Por GERMÁN AYALA OSOR
Con la invasión militar a Ucrania por parte del ejército ruso nuevamente asistimos a uno de los espectáculos humanos más antiguos: la guerra, vista de tiempo atrás como una fiesta. Una en la que celebran los fabricantes de armas, los hombres que con mentalidad infantil sueñan con convertirse en héroes; y otros que, obligados por sus gobiernos, se enlistan para defender una bandera, un territorio y una nacionalidad; todos tres, simples símbolos con los que el ser humano logró convertir el planeta en una colosal morgue. Y otros tantos, a los que la pulsión por asesinar a un enemigo previamente construido, les posibilita ponerse el uniforme y caminar altivos hacia los campos de batalla, convertidos en verdaderas orgías de sangre, dolor y sufrimiento. Como si se tratara de faenas sexuales, unos a otros se depredan en esa ya histórica y naturalizada fiesta de la guerra.
La simpatía por la guerra llevó al gobierno de Iván Duque a considerar el envío de tropas colombianas a Ucrania, para defender los intereses de un Occidente empecinado en convertir a Vladimir Putin en un “nuevo monstruo” para que desde la OTAN o por decisión autónoma de los Estados Unidos se inicien acciones para capturarlo o asesinarlo, y así lograr que se encienda la mecha de una guerra internacional. Ya lo habían hecho con Osama Ben Laden, una “bestia” que les ayudó en su tarea de sacar a los rusos de Afganistán.
Mientras que el fatuo y mendaz jefe del Estado colombiano rechazaba la acción militar de Putin, cerró sus ojos ante los problemas de orden público que vive el sur del país desde hace varios meses. Ante la declaratoria de “paro armado” (al parecer del ELN), Duque Márquez dejó de cumplir su rol de comandante supremo de las Fuerzas Armadas y abandonó a su suerte de cientos de miles de colombianos. Ahora quiere mostrar simpatía con un Occidente arrogante, cuyos líderes pueden ser igual de asesinos, arbitrarios y amigos de la guerra que el hoy mentado y repudiado presidente ruso.
Es evidente que Iván Duque y el uribismo son amigos de la guerra. Haber señalado que el objetivo del Centro Democrático era hacer trizas la paz de La Habana, los elevó a la condición de Señor de la Guerra, esto es, de los mejores anfitriones de una costosa fiesta, que, por gravosa, curiosamente, muchos no quieren que se acabe. Duque, el Innombrable, Londoño y miembros de la actual cúpula tropera disfrutan como muchos otros connacionales del estruendo de las bombas, así como ver salir el humo de las cananas que rugen sin cesar. Se deleitan con el silencio ensordecedor de los pueblos abandonados por cientos de miles de desplazados de Arauca, el Pacífico y Catatumbo, que huyen no solo del “paro armado” decretado, supuestamente, por el ELN, sino de un muy bien pensado abandono estatal. Y mientras los noticieros occidentales cubren los hechos bélicos en territorio ucraniano, eso sí, sin la menor intención de ocultar la felicidad noticiosa que los embarga, las Fuerzas armadas en Colombia le hacen el juego al “paro armado”. Ya circulan versiones de que se trataría de paracos disfrazados de elenos o quizás de propias tropas que convirtieron en un éxito la ilegal declaratoria.

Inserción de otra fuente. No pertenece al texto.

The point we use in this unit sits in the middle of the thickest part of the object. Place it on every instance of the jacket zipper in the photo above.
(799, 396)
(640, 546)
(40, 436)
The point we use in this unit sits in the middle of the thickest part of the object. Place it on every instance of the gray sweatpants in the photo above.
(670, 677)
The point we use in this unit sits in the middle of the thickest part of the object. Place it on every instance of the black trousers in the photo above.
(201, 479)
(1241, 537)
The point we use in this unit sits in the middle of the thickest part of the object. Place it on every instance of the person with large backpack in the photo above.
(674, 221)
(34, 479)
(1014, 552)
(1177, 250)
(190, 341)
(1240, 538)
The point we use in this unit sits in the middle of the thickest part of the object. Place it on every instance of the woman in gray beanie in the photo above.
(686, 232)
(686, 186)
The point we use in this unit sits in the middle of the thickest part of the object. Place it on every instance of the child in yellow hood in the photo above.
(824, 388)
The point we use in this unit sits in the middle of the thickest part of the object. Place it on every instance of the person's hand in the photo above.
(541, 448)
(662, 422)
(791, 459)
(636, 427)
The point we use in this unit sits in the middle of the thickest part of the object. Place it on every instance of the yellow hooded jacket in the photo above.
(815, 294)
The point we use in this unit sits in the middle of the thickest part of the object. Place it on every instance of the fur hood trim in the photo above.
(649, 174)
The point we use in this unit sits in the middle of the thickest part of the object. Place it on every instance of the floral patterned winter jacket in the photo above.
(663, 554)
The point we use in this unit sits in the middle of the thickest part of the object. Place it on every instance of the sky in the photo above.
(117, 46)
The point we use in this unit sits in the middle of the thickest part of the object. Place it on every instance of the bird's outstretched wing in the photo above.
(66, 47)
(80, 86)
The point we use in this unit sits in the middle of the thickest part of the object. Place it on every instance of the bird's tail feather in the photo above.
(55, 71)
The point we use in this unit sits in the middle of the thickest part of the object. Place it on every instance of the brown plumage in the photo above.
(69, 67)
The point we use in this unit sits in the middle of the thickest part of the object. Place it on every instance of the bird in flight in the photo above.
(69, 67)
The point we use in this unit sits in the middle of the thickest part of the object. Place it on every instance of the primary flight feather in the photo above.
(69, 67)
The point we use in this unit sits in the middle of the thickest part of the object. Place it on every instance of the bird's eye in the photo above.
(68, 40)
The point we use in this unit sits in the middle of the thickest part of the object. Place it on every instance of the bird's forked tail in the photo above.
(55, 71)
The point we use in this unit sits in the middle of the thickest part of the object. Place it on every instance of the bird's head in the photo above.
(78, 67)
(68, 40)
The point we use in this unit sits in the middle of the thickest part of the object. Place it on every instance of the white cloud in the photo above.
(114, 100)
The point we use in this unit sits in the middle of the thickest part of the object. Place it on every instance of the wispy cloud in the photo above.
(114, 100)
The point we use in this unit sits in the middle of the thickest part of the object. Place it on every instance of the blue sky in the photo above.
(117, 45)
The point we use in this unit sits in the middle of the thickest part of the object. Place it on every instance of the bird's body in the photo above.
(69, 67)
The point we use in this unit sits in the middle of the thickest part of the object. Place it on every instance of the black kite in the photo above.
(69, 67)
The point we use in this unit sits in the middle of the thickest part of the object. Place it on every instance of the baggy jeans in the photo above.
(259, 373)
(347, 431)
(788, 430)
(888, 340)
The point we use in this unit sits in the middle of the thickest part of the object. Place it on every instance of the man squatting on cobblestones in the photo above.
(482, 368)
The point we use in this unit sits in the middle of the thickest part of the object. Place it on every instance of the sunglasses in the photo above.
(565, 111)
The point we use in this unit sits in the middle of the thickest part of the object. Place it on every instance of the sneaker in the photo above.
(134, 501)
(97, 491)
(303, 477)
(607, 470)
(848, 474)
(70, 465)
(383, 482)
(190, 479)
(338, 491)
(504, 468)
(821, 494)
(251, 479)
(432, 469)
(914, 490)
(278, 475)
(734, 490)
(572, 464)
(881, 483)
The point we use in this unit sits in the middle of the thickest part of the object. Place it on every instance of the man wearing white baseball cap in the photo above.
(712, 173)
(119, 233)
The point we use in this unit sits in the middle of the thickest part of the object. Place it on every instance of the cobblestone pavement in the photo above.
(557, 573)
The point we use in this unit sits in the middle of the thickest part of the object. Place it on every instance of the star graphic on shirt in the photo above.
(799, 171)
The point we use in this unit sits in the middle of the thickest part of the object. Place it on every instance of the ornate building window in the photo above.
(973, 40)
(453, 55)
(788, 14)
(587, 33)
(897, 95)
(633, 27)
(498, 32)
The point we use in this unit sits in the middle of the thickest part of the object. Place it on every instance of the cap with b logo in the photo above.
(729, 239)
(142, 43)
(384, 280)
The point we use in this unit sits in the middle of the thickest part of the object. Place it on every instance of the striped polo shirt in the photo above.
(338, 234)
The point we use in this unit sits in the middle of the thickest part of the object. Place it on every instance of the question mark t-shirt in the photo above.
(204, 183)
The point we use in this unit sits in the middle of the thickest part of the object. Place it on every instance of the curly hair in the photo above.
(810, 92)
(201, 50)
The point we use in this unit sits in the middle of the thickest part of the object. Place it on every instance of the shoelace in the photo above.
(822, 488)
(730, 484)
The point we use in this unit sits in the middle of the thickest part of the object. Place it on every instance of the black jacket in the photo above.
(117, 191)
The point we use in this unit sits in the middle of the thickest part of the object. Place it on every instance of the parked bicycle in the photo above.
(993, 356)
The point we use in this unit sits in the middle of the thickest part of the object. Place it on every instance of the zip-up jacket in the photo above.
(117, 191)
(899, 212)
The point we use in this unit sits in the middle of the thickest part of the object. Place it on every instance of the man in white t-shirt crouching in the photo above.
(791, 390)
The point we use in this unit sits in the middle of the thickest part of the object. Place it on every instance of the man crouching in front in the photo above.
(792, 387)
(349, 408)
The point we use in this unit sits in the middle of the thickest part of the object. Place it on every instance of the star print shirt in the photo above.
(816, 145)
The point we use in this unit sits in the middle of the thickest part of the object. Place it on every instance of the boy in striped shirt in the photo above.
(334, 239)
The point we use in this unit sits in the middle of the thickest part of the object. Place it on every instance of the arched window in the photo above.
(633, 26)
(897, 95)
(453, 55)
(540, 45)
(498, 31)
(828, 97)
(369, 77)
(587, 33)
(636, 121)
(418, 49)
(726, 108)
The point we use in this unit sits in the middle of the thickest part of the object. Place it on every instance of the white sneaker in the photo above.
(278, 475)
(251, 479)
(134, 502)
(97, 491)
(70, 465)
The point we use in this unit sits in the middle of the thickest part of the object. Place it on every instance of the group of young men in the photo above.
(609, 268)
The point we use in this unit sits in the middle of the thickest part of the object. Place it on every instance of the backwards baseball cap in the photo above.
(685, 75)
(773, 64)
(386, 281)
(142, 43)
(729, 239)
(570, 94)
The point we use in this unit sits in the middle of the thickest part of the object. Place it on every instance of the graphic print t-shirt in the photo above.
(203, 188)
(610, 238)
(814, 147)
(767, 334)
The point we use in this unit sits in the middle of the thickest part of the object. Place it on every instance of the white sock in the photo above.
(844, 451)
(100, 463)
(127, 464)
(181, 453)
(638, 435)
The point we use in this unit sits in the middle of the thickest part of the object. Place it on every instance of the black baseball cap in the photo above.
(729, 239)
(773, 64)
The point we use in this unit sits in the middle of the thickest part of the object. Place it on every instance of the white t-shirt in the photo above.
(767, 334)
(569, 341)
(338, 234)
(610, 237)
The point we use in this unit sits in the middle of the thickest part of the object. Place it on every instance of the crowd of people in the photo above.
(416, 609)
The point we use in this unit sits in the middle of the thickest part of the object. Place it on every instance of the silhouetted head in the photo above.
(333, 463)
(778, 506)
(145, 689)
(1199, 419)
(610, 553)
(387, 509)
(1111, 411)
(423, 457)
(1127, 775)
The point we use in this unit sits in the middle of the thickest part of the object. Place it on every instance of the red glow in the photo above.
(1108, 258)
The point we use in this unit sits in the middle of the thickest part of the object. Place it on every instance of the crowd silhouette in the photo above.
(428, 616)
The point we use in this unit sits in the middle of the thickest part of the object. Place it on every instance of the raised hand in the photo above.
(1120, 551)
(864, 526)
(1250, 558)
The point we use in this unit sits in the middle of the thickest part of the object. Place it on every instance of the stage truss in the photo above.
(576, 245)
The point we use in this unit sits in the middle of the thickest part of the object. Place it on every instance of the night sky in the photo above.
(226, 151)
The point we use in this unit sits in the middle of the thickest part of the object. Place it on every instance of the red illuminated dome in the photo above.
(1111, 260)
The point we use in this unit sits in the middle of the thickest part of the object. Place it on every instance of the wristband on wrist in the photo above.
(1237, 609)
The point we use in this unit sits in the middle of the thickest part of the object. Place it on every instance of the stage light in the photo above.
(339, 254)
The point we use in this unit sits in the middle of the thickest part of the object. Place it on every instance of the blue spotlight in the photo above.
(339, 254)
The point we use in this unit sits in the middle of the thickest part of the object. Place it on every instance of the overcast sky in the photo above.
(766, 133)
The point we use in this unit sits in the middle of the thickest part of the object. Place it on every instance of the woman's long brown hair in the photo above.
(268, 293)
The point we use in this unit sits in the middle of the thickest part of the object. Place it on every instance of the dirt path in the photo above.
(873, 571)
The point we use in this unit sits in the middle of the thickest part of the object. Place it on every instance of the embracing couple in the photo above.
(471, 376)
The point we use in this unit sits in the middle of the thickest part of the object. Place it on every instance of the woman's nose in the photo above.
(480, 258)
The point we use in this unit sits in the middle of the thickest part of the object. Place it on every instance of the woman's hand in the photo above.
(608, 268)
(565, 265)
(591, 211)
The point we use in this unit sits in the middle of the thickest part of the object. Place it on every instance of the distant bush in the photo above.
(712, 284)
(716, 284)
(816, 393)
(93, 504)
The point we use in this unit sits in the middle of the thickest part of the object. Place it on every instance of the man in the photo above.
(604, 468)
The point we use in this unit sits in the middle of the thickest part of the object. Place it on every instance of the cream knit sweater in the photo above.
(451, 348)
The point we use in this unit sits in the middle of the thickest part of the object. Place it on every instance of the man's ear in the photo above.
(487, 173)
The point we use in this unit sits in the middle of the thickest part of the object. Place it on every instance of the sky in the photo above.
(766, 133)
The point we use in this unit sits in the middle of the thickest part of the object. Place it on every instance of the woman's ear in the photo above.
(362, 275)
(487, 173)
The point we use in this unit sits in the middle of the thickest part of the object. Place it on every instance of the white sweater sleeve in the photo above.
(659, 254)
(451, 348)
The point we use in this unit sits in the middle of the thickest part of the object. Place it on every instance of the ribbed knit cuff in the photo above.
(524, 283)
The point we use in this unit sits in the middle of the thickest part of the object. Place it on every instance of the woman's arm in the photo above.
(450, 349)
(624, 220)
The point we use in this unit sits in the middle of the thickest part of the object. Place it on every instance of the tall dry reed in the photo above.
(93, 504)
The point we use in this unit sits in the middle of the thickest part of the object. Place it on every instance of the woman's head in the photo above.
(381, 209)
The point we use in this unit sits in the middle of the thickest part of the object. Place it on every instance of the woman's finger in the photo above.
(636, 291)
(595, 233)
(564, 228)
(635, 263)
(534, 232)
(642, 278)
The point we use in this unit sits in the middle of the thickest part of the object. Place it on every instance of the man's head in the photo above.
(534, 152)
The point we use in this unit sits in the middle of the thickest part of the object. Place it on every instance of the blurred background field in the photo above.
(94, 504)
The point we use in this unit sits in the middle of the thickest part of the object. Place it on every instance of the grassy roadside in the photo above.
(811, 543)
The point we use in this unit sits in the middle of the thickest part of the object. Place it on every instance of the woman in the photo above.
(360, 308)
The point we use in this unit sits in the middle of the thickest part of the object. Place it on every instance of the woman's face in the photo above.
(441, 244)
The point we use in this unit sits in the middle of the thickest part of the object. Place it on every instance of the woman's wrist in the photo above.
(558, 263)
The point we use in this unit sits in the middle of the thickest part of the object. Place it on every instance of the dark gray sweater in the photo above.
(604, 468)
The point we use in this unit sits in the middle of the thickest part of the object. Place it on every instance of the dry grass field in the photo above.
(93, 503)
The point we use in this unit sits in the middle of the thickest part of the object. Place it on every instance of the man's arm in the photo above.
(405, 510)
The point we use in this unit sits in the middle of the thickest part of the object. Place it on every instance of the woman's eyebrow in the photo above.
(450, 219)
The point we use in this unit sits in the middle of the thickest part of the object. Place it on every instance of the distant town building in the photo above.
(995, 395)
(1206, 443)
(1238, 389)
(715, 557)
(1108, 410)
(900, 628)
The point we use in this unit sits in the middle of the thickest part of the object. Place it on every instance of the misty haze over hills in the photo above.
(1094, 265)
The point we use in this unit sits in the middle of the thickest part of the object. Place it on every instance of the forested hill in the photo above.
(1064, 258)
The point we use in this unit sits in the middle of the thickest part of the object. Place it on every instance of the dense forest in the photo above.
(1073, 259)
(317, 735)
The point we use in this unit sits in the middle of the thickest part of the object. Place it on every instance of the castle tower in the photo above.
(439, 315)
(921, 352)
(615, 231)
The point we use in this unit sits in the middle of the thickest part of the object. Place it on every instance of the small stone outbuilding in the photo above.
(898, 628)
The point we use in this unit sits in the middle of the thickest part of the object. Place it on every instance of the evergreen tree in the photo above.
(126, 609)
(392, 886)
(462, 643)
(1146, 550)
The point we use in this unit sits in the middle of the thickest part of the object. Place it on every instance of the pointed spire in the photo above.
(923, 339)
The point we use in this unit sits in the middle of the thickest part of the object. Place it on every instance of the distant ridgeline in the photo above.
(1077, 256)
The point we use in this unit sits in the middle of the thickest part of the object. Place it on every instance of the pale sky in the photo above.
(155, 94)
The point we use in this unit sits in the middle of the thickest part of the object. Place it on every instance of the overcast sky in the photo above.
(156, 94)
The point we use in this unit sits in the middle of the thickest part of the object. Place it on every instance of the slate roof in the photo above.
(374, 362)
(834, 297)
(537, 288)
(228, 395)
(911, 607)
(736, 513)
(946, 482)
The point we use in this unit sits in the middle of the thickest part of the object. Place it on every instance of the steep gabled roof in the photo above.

La guerra es una fiesta para los uribistas, y a ella siempre están invitados los ganaderos, latifundistas y todos los que ven la tierra como un mero sustrato. No necesita el país imágenes de esas celebraciones, baste con ver las intenciones de sus socios por apropiarse de las curules para las víctimas, o asistir al sistemático asesinato de líderes sociales y de los firmantes de la paz que fue acordada en Cuba entre el Estado y las entonces Farc-Ep.
Cuánta razón tenía Estanislao Zuleta cuando dijo que “solo un pueblo escéptico sobre la fiesta de la guerra, maduro para el conflicto, es un pueblo maduro para la paz”. Quizás, quienes se oponen a las guerras o a los conflictos armados locales, estén del lado de la sentencia de Zuleta. Los que gozan de las hostilidades quizás se identifican con la frase célebre de Carl von Clausewitz: “la guerra es la continuación de la política por otros medios”. En cualquier sentido, el asunto de fondo no está en las justificaciones de Putin para invadir, o las que seguirán esgrimiendo los países occidentales, sino en la perversa condición humana.
Deberíamos de pensar la guerra no como una fiesta, sino como el mejor anticonceptivo que lleve a más mujeres y hombres en el mundo a negarse a traer más hijos al planeta que todos, por acción u omisión, convertimos en una incontrastable y fétida morgue.